State Supreme Court hears medical marijuana cases

The Michigan Supreme Court sought Thursday to clarify a murky state law that allows medical marijuana under some circumstances, hearing the appeals of two people charged with drug crimes since voters approved the program in 2008.
AP Wire
Jan 13, 2012

The court heard oral arguments on two cases that could help determine how the drug should be kept by medical marijuana users and how and when patients must gain doctor and state approval to avoid prosecution for possible violations.

Michigan allows marijuana to be used to alleviate the symptoms of certain illnesses and conditions if someone gets approval from a doctor and gets a state-issued card. People can possess up to 2 1/2 ounces of ready-to-use marijuana and have up to 12 plants in a locked area. A registered caregiver also can grow the drug for them.

The law has sparked confusion, leading to a variety of legal opinions and differing enforcement in various parts of the state. Justice Stephen Markman noted that law enforcement officials may not be sure of their requirements under the law in some cases.

“Maybe this court will give some guidance on that,” Markman said.

In an Oakland County case, the issues include when someone using marijuana must have consulted a doctor and received a state-issued registration card to be legally protected under the medical marijuana law.

Alexander Kolanek says he smoked marijuana to deal with problems related to Lyme disease. He talked to a doctor about the medicinal benefits of pot before voters approved its legal use but didn’t go to the doctor for certification or apply for a state identification card until after an arrest for possessing marijuana in 2009.

Kolanek sought to get charges dismissed under provisions of the law that provide some defense for patients who don’t have state-issued registration cards but meet certain criteria for medical use of marijuana.

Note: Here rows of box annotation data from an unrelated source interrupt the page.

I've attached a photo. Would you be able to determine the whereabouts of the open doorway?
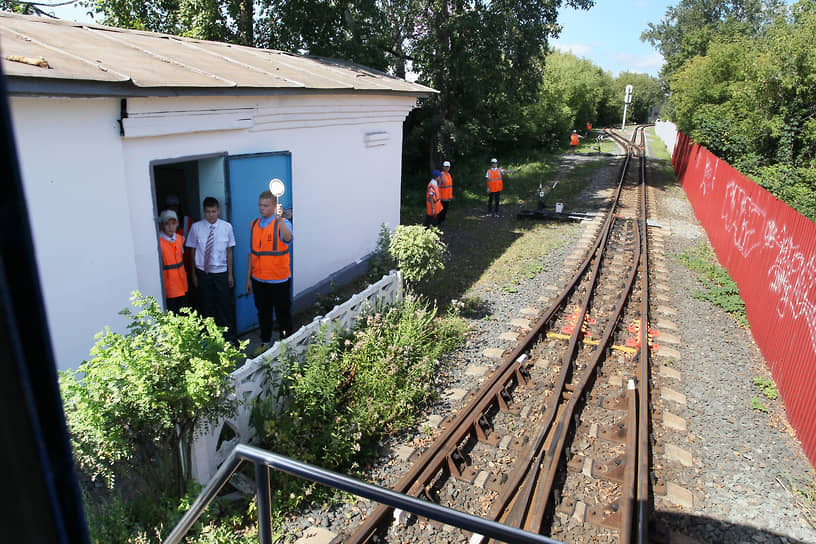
[150,153,230,310]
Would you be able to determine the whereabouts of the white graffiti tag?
[700,156,720,196]
[722,181,765,258]
[764,221,816,351]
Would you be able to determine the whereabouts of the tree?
[60,292,242,493]
[640,0,783,81]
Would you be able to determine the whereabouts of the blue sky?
[550,0,679,77]
[51,0,679,77]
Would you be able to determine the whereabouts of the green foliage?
[751,164,816,221]
[368,223,397,281]
[754,376,779,400]
[252,295,464,471]
[679,243,749,327]
[83,485,258,544]
[60,292,242,484]
[640,0,782,80]
[388,225,445,283]
[644,0,816,220]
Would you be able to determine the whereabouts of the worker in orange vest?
[245,191,293,350]
[437,161,453,226]
[570,130,583,153]
[425,170,442,227]
[485,159,504,217]
[159,210,187,312]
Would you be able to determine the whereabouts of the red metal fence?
[672,132,816,466]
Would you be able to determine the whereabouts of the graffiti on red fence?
[765,221,816,352]
[672,133,816,465]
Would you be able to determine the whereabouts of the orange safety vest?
[251,217,291,281]
[439,172,453,200]
[159,234,187,298]
[425,182,442,216]
[487,168,504,193]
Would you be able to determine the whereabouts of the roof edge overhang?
[6,76,439,98]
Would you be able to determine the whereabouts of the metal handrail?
[164,444,564,544]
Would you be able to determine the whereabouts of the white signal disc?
[269,178,286,197]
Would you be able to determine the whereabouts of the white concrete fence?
[191,271,403,484]
[655,121,677,156]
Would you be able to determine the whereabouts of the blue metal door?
[228,151,294,334]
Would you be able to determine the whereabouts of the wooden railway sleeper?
[598,421,626,444]
[473,413,502,446]
[497,382,521,415]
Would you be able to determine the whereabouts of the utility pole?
[621,85,632,130]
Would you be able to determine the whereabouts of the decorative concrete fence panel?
[191,271,403,482]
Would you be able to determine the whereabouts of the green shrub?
[388,225,446,283]
[252,295,464,471]
[754,376,779,400]
[368,223,397,282]
[60,292,243,488]
[679,243,749,328]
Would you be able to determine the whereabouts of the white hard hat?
[159,210,178,223]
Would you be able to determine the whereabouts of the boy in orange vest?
[159,210,187,313]
[437,161,453,227]
[570,130,583,153]
[424,170,442,227]
[246,191,292,353]
[485,159,504,217]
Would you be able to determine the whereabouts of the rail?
[164,444,564,544]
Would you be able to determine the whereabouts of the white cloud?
[636,53,666,70]
[552,42,592,57]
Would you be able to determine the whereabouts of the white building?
[0,13,435,368]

The Michigan Court of Appeals declined to dismiss the drug possession charges, ruling that a person must obtain physician approval after the law was approved and before an arrest.

The second case deals with requirements for keeping marijuana in an “enclosed, locked facility” under the law.

Larry King of Shiawassee County had a valid medical marijuana card but was charged with drug manufacturing because his plants were kept in an outdoor, locked chain-link dog kennel. The appeals court majority held that did not satisfy the legal requirement that plants be kept in an “enclosed, locked facility.” Another question in King’s case is whether he could seek to build a defense under provisions of the law for people who don’t have state-issued registration cards but meet certain criteria for medical use of marijuana.